City staff has recommended two retail, or dispensary, cannabis businesses, and has suggested they’d be suitable additions in neighborhood commercial, community commercial, service commercial and thoroughfare commercial districts, said Christina Ratcliffe, director of community and economic development.
Manufacturing is defined as production, preparation, propagation or compounding marijuana or its products, and staff has recommended the city limit that type of business to one, putting it in light, heavy or controlled industrial zones, Ratcliffe said.
One distribution business could be placed in those same three industrial zones, she said.
Staff has recommended limiting testing laboratories to one as well, she said. This type of business would test marijuana or marijuana products, and are suggested for the three industrial zones.
There are two types of delivery businesses, Ratcliffe said. One would be associated with a retail storefront, and staff is recommending the city allow two to operate in the appropriate commercial zones.
An unlimited number of delivery services from outside the city, although those would be subject to permission by the chief of police, according to the ordinance proposals.
The ordinance would define schools as public, private or charter schools providing education to grades from preschool through 12th grades. Youth centers would be public or private entities exclusively used for recreational or social activities for minors.

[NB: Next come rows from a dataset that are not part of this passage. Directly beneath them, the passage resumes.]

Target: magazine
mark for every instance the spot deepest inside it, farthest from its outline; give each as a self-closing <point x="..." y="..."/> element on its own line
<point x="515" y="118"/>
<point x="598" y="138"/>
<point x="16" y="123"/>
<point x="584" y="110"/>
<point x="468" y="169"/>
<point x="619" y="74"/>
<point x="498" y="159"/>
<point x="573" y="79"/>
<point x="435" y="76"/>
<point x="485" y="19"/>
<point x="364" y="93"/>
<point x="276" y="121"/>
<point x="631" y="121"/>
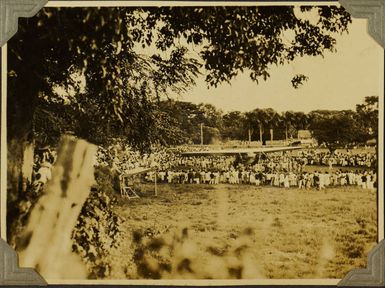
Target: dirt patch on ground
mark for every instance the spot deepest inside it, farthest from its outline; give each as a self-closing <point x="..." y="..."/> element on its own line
<point x="262" y="232"/>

Schools, youth centers and state licensed commercial daycare centers would be classified as “sensitive receptors,” and any cannabis business would need to be at least 600 feet from those in existence when the business’s licensing is approved.
City Planner Margaret Kavanaugh-Lynch explained that the city would seek applications by “highly qualified” operators of the various types of business, which would submit proposals for evaluation and review by Martinez Police, the Finance Department, Community and Economic Development and representatives of the city’s consultant, HdL.

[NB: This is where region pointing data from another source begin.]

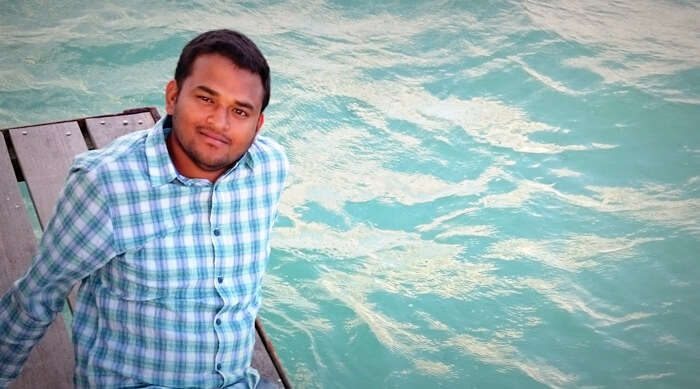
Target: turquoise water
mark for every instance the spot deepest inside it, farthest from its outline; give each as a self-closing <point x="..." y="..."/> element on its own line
<point x="484" y="194"/>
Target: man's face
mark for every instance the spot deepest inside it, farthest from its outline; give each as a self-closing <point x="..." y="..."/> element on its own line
<point x="216" y="116"/>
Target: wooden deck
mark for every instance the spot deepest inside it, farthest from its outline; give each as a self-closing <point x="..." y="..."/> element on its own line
<point x="41" y="156"/>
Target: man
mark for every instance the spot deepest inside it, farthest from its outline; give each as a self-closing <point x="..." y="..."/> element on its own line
<point x="167" y="232"/>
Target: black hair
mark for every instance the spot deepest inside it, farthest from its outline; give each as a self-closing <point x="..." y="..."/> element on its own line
<point x="232" y="45"/>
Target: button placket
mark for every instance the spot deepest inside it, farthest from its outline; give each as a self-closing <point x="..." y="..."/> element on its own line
<point x="216" y="232"/>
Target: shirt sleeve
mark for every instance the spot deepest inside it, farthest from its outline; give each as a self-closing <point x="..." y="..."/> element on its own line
<point x="77" y="241"/>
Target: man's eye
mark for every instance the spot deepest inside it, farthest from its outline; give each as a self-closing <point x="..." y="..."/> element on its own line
<point x="240" y="112"/>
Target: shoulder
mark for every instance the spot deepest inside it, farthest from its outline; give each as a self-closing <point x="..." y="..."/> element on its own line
<point x="125" y="149"/>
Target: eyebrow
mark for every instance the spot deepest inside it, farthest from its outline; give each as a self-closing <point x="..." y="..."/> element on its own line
<point x="215" y="93"/>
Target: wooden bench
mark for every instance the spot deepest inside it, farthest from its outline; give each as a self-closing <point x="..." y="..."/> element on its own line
<point x="40" y="156"/>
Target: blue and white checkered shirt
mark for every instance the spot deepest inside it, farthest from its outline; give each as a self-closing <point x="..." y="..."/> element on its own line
<point x="171" y="268"/>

Applications recommended for approval by that group would be sent to the City Council. Applicants who weren’t recommended could appeal that status to the Council as well.

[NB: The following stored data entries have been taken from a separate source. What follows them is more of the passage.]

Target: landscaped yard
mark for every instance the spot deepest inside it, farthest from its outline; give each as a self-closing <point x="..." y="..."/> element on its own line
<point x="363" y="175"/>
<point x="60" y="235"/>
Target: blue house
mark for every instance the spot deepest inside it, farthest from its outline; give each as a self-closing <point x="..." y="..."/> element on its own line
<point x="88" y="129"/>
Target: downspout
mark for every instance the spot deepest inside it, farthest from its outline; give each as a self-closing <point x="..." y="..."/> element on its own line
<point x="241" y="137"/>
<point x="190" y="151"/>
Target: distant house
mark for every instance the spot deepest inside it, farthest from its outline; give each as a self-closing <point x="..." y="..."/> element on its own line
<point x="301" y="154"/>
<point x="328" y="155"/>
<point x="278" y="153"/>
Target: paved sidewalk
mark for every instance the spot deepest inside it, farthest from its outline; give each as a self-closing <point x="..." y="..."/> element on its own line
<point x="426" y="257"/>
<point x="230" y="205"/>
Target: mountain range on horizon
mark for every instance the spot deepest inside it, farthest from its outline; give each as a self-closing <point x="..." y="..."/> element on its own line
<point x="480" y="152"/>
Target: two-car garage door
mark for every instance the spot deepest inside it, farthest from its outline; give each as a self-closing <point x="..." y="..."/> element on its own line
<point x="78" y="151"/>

Those meeting the Council’s approval would receive conditional certificates, which would allow the businesses to proceed with the planning, building and California Environmental Quality Act processes, Kavanaugh-Lynch said. While that process would have a year’s term to be complete for the business to receive a commercial cannabis operating permit, extensions could be requested and given on a case-by-case basis, she said.
“We want to move it along and get these businesses open,” she said.
Responding to Commissioners’ questions, HdL Senior Advisor Tim Cromartie said the “broad stroke” provisions of the ordinance are similar to those used in other cities, but refinements were tailored specifically for Martinez.
Screening applicants and vetting prospective businesses are going smoothly in the other cities, he said.
Matthew Harbans, who said his business, Bay Area Flavors, is seeking a place to open so it can obtain state licensing, asked the Commission to consider adding one additional delivery service to the number of businesses under consideration.
Commissioner Sean Trambley’s motion added that recommendation to the Council.
Meanwhile, Matt Light and Farid Harrison, who have applied for their company, Firefly, to open a dispensary in Martinez, sought assurance that their application wouldn’t be sent back to square one by the ordinance.
They are seeking to open in a multi-tenant building at 4808 Sunset Drive, but a decision on the application has been delayed while the city struggled to define “youth center.”
Next to the suite where Light and Harrison want to open their business is Power Endurance Training Center, which Mike Neal Jr. had contended was a youth center, since much of his clientele are minors.
Consideration of the Firefly application was put on hold until the definition could be determined and adopted through the city’s commercial cannabis ordinance.
Ratcliffe said she had no answer Tuesday night, but said city staff is talking with both HdL and its legal department. “Firefly has put a lot of time and effort, and staff has put in a lot of time and effort on the application,” she acknowledged.
Retired Planner Corey Simon said the staff proposal “solves a lot of problems,” but the city should look at impacts to surrounding areas. Shopping centers on Arnold Drive and commercial areas along Alhambra Avenue should be considered as places for some cannabis businesses because “all these areas have built-in buffers.”
The recommendation next will be reviewed by the City Council at a future meeting.